The winner takes it all

What does books, songs, movies, photography and websites have in common?

Three things: high upfront costs, low marginal costs (the cost to let one more person see, hear or use the product) and the price is the same (on the internet: free with ads).

Normally when you buy something it is a trade-of between price and quality, but when the price is the same (or roughly the same), what do you do?

You buy the best. Hence most musicians don’t make money, most authors need a “real” job, most websites get no traffic and flickr has tons of pictures because it isn’t worth it to set the system up so that you can buy them.

Picture such as this sunset photo (by: Rachel Kramer) which has cost a lot of time and effort plus gear to make.

We have previously looked at power laws for words (in which I utterly failed to show the expected Zipfs distribution), but it is one thing for words, nobody really cares that “it” is only used 1% as often as “the”; it is an entirely different thing when we talk about people and their income.

Whenever newspapers or anybody else needs cheap outrage they always ends up taking about how the richest 1% owns x% of all the wealth which is exactly what you would expect in a world where there is no reason to not choose the best product. If anything it would surprise you that the split isn’t deeper (and if you dug into the numbers you would find that it was the richest 0.1% owns most of that: A household of two married surgeons are in the top 1% of income and while they live a good life their lifestyle is a lot closer to yours and mine than to that of Elon Musk).

The only reason we have more than one super-mega-hit band in the world is that different people like different music and that most people get tired of hearing the same couple of songs over and over again. The same is is the case for books and movies.

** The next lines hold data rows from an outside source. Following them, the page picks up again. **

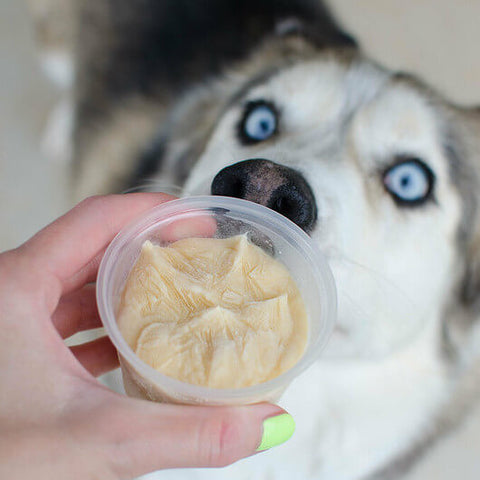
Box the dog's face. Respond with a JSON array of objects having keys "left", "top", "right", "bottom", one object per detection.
[
  {"left": 168, "top": 56, "right": 476, "bottom": 357},
  {"left": 73, "top": 33, "right": 480, "bottom": 358}
]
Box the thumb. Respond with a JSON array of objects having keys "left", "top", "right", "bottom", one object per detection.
[{"left": 97, "top": 397, "right": 295, "bottom": 478}]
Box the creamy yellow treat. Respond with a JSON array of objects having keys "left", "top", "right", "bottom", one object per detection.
[{"left": 117, "top": 235, "right": 308, "bottom": 388}]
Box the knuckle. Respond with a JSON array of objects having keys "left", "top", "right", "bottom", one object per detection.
[
  {"left": 199, "top": 416, "right": 240, "bottom": 467},
  {"left": 78, "top": 195, "right": 105, "bottom": 209}
]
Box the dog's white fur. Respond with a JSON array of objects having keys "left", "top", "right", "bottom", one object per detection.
[{"left": 141, "top": 57, "right": 476, "bottom": 480}]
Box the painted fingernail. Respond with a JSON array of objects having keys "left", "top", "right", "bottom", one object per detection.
[{"left": 257, "top": 413, "right": 295, "bottom": 452}]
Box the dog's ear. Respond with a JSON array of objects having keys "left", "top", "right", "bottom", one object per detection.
[
  {"left": 274, "top": 0, "right": 358, "bottom": 48},
  {"left": 446, "top": 108, "right": 480, "bottom": 310}
]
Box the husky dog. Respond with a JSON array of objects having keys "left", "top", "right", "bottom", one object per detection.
[{"left": 41, "top": 0, "right": 480, "bottom": 480}]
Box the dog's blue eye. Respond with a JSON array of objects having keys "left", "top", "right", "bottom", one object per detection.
[
  {"left": 383, "top": 159, "right": 434, "bottom": 205},
  {"left": 239, "top": 101, "right": 277, "bottom": 143}
]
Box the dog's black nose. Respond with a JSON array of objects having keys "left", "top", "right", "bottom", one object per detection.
[{"left": 211, "top": 158, "right": 317, "bottom": 232}]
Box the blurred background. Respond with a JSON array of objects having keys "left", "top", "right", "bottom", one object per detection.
[{"left": 0, "top": 0, "right": 480, "bottom": 480}]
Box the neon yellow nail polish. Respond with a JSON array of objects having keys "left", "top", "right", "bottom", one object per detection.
[{"left": 257, "top": 413, "right": 295, "bottom": 452}]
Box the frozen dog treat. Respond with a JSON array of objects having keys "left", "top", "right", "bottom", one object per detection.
[{"left": 117, "top": 235, "right": 308, "bottom": 388}]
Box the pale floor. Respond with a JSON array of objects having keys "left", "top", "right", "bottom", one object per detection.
[{"left": 0, "top": 0, "right": 480, "bottom": 480}]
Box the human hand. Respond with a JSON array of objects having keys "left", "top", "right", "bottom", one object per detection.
[{"left": 0, "top": 193, "right": 293, "bottom": 480}]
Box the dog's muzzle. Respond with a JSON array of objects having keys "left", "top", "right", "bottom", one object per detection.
[{"left": 211, "top": 158, "right": 317, "bottom": 232}]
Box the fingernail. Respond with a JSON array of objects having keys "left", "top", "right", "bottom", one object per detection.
[{"left": 257, "top": 413, "right": 295, "bottom": 452}]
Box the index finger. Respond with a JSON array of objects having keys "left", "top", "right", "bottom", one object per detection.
[{"left": 22, "top": 193, "right": 175, "bottom": 293}]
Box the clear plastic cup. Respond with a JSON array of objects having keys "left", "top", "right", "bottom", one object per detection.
[{"left": 97, "top": 196, "right": 337, "bottom": 405}]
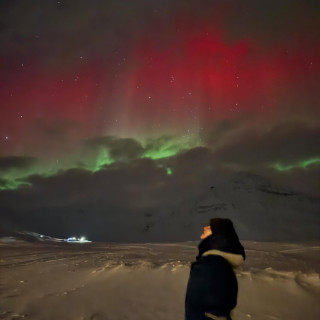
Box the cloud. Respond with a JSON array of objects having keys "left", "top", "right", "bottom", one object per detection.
[
  {"left": 214, "top": 122, "right": 320, "bottom": 168},
  {"left": 0, "top": 156, "right": 37, "bottom": 172},
  {"left": 85, "top": 136, "right": 144, "bottom": 161}
]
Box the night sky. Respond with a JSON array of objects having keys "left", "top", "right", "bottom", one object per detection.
[{"left": 0, "top": 0, "right": 320, "bottom": 240}]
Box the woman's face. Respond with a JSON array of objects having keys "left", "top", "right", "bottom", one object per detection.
[{"left": 200, "top": 226, "right": 212, "bottom": 239}]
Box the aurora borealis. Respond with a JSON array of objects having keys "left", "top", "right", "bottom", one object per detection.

Humans aren’t very good at understanding exponential growth, but we are pretty awesome at pictures, so lets try to look at some graphs to better visualise this.

If we assume the Zipf distribution (that is that item in position x gets \frac{1}{x} of the amount of attention the item in the first position gets) then the winner gets 1 and the total sum for the first 1000 items is only 7.485470860550 (thank you Wolfram Alpha, but we don’t need to know that to 56 digits!), which means the first one gets a full 13.3592% of the total.

Only one problem: the article I linked to earlier suggest that the to 1% would own half of the worlds wealth (how accurate that is is another matter). So rather than the Zipf distribution, lets assume that the ith item gets \frac{1}{i^2} the attention of item 1. In this case the sum for the first 1000 is approximate 1.64393456668. That means that the first item gets approximately 60.8297% of the total – however if we include the remainder the total sum becomes 2, which means that the first item gets exactly half of the total – recall that \sum\limits_{i=0}^{i=\infty} \frac{1}{i^2} = 2

So lets see it:

powerYep, as shown this is pretty clearly screwed towards the top 1 item.

Now I am not saying that is any way a bad thing, just that it is and it is something we need to take into account when we try to model the world.

As you noticed I mixed discrete and continuous numbers here which you strictly can’t do. So lets fix that by modelling of the most famous power law:

20% of the work will get you 80% of the results.

True? Probably not, but hey everybody else is jumping of this cliff so why shouldn’t we do that too?

So first things first: if the rule is true then it stands to reason that you can apply it recursively on itself, that is you can also do 4% of the work and get 64% of the work, or do 0.8% of the work to get 51.2% of the result.

So lets look at the corresponding graph:Results vs effort

Looking just at the effort curve we can see that almost everything after the second iteration doesn’t matter: indeed the area under the effort curve from 0 to 10 is 0.621335 whereas the area from 0 to 1 is 0.497068 – exactly 80% (as we should expect).

Thus this is a much more extreme curve than the one the author suggested, but not as extreme as other common power phenomenons: the best programmers are supposed to be 10 times as great as the average programmer (that would suggest x^0.1 rather than x^0.2, but otherwise give a pretty identical curve assuming this holds down the hierarchy).

In these kinds of scenarios the winner really do take everything.